Alla fine, da uomo serio, ringrazia tutti e un ringraziamento particolare lo dedica a coloro che da giovane gli dicevano che per uno come lui la Champions era troppo. Ma non lo fa con rancore, ma con la gratitudine di chi da quelle parole ha preso forza per lottare e guadagnarsi sul campo quella soddisfazione.

Da quella sera, complice l'infortunio di Victor, la stagione di Giovanni ha una svolta e gli regala un'altra notte magica, questa volta in campionato, in quella che è una vera e propria sfida scudetto. Il tappeto è quello di S.Siro, l'avversario è il Milan campione d'Italia, ma ormai ci ha preso gusto e quando la partita sembra destinata al pareggio trova di testa il gol da tre punti a dodici dal novantesimo.
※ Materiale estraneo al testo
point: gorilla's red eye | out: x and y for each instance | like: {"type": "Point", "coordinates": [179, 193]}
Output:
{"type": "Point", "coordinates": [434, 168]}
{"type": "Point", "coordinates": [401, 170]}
Questa volta il gol è da incorniciare, protegge palla al limite dell'area, scarico su Mario Rui e attacco alla porta. Quella del portoghese è una pennellata e Simeone gira sul secondo palo un pallone imprendibile che si insacca nell'angolo alla sinistra di un incolpevole Maignan. Le soddisfazioni non finiranno e saranno altre 5 le marcature tra campionato e coppe, l'ultima, inutile, contro la Cremonese in Coppa Italia. Il rientro di un famelico Victor però aveva ridotto al lumicino le apparizioni dell'argentino, che in più di un'occasione si era dovuto accontentare di applaudire i compagni dalla panchina, ma dopo dieci partite e la miseria di 22 minuti giocati, era arrivato nuovamente il momento di lasciare il segno, sempre di sera, sempre in un big match e ancora una volta alla sua maniera. Napoli e Roma sono ferme sul 1-1 quando Spalletti decide di mandarlo in campo al posto del capocannoniere Osimhen, autore del gol del vantaggio con una prodezza che ha fatto impazzire uno stadio poi ammutolito dal pareggio giallorosso.

Siamo al minuto 85 quando al limite dell'area si stacca dalla marcatura incerta di Smalling, riceve palla da Zielinski e si gira con controllo orientato facendo perno sul destro. Il piede è il sinistro, non il suo preferito, ma queste sono le sue notti e così fa partire un tiro che trova l'incrocio dei pali alla sinistra di Rui Patricio proteso nel vano tentativo di deviare il pallone. E' l'apoteosi, un gol che mette in ginocchio le speranze degli uomini di Mourinho e proietta il Napoli a +13 dal secondo posto occupato dall'Inter.

Numeri pazzeschi in questa stagione

Per Simeone sono 8 i gol messi a segno in questa stagione in 17 partite giocate, ma ciò che impressiona è la statistica relativa ai minuti giocati, appena 525 in tutte le competizioni, con la media di un gol ogni 66 minuti. Media che scende a 53 considerando solo il campionato e 61 alla sua prima edizione di Champions, con ben 4 reti all'attivo.

Il Cholito è riuscito con le sue 3 reti in campionato a portare 6 punti - non bisogna dimenticare il gol del vantaggio a Cremona sempre su assist dell'ottimo Mario Rui - dimostrando che non serve partire dal primo minuto per risultare decisivi e che, come dice Spalletti, bisogna sentirsi titolari dei minuti in cui si scende in campo dando tutto quando si viene chiamati in causa. E' questo spirito, questa voglia di sentirsi importanti, il mettere la squadra avanti agli interessi personali la vera forza di questo gruppo, che è riuscito a liberarsi delle tossine che negli anni passati avevano rappresentato la zavorra che non permetteva a tanti elementi di sbocciare. Oggi si respira un'area nuova e Simeone ne è solo l'ennesimo esempio, la conferma che quando si punta tutti insieme l'obiettivo nessun traguardo è precluso.